Plusieurs cas de brutalités policières ayant entraîné des blessés et des morts par balle ont été répertoriés dans les zones tibétaines des provinces chinoises, comme à Tawu dans le Sichuan en juillet dernier, ainsi qu'à Drango et Serthar dans la même province en janvier 2012. Plus d'une centaine d'immolations par le feu y ont également eut lieu, en majorité en 2012-2013.
CAMPAGNE PATRIOTIQUE CHINOISE
A Driru, le mécontentement de la population semble avoir été déclenché par une campagne patriotique obligeant les villageois à hisser un drapeau chinois sur les maisons à l'approche de la fête nationale du 1er octobre. Un homme de 68 ans, Dayang, avait déjà été arrêté le 3 septembre pour avoir crié des slogans appelant au retour du dalai-lama lors d'une cérémonie culturelle officielle où les participants devaient faire allégeance au drapeau chinois.
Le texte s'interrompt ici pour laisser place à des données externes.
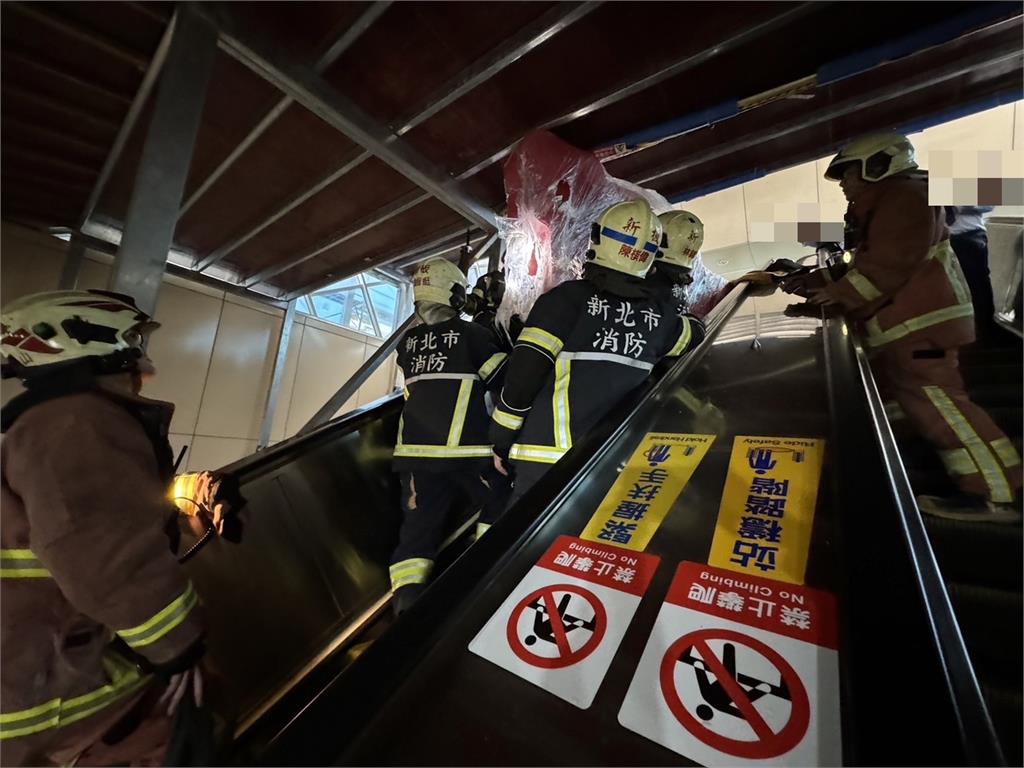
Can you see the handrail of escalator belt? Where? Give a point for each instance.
(978, 735)
(383, 665)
Selon le service en tibétain de Radio Free Asia (RFA), la radio financée par le Congrès américain, il n'est réapparu que le 7 octobre sous bonne garde dans un hôpital de Driru avec des blessures graves découlant de tortures, et a prestement été condamné à deux ans et demi de détention.
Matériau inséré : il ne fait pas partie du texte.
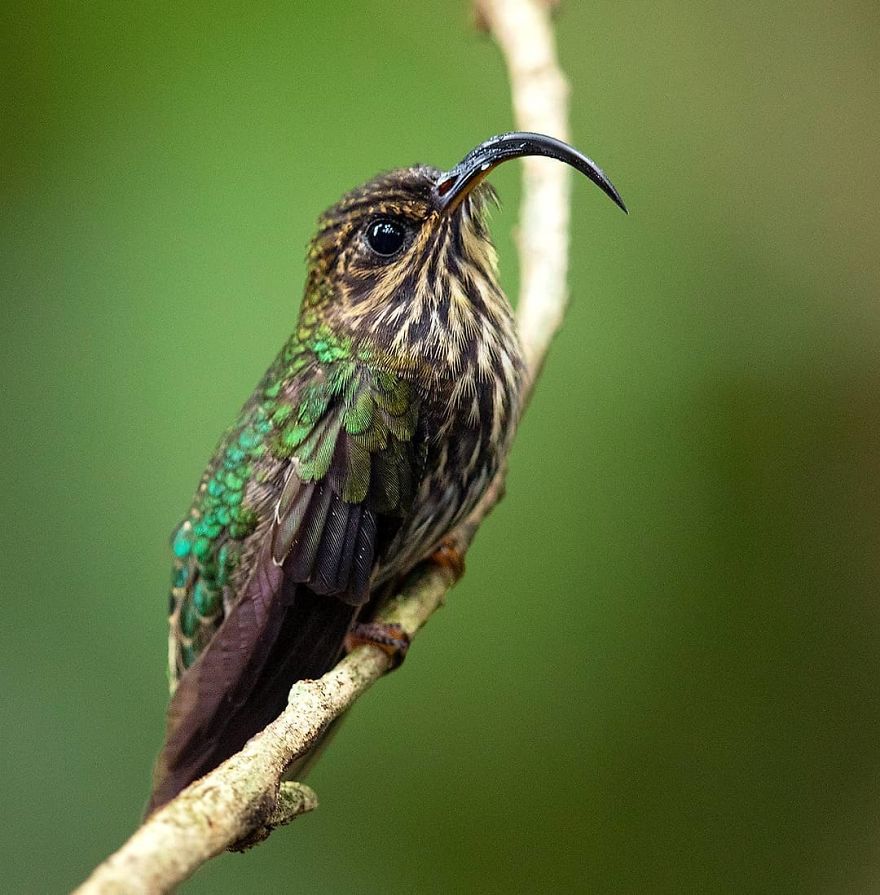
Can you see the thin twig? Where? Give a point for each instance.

Le 28 septembre, la campagne patriotique a rencontré une franche opposition dans le bourg de Mowa, où les habitants ont jeté dans une rivière les drapeaux qu'ils avaient reçu l'instruction d'arborer, entraînant des heurts avec les forces paramilitaires. Plusieurs dizaines de personnes ont alors été arrêtées et battues, selon Free Tibet. Les enfants dont les parents ont participé au boycott des drapeaux se seraient vu refuser l'accès aux écoles, ce qui a entraîné un boycott généralisé des classes. Près d'un millier de Tibétains auraient entrepris une grève de la faim devant les bâtiments du gouvernement local et auraient obtenu la libération d'une partie des personnes détenues plus tôt dans la journée.
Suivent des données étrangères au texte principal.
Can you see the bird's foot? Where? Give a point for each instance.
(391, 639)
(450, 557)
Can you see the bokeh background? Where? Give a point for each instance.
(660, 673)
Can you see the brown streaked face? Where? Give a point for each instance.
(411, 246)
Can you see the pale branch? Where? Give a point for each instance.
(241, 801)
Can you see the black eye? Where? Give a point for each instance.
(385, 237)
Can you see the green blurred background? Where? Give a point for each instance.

Quant aux manifestants du 6 octobre, ils s'étaient rassemblés pour protester contre la détention depuis le 1er octobre de Dorje Dragtsel, un villageois décrit comme l'un des meneurs du mouvement de boycott des drapeaux chinois. La police s'était rendue dans son village afin d'y mener une perquisition, selon RFA.
L'ONG International Campaign for Tibet, proche du gouvernement tibétain en exil à Dharamsala (Inde), en a appelé le 10 octobre les Nations Unies à tenir compte des brutalités policières à Driru, lors de l'Examen Périodique Universel (EPU) qui doit passer en revue le 22 octobre les réalisations de la Chine en matière de droits de l'homme sous l'égide du Conseil des droits de l'homme de l'ONU à Genève. " La Chine a recouru à l'usage indiscriminé de la force, à la torture, et au déni de la liberté d'expression. Les gouvernements qui participent à l'Examen Périodique Universel [de la Chine] doivent faire en sorte que les délégués chinois soient sommés de répondre à ces violations des droits de l'homme de base " a déclaré dans un communiqué Todd Stein, le directeur des relations avec les gouvernements d'ICT.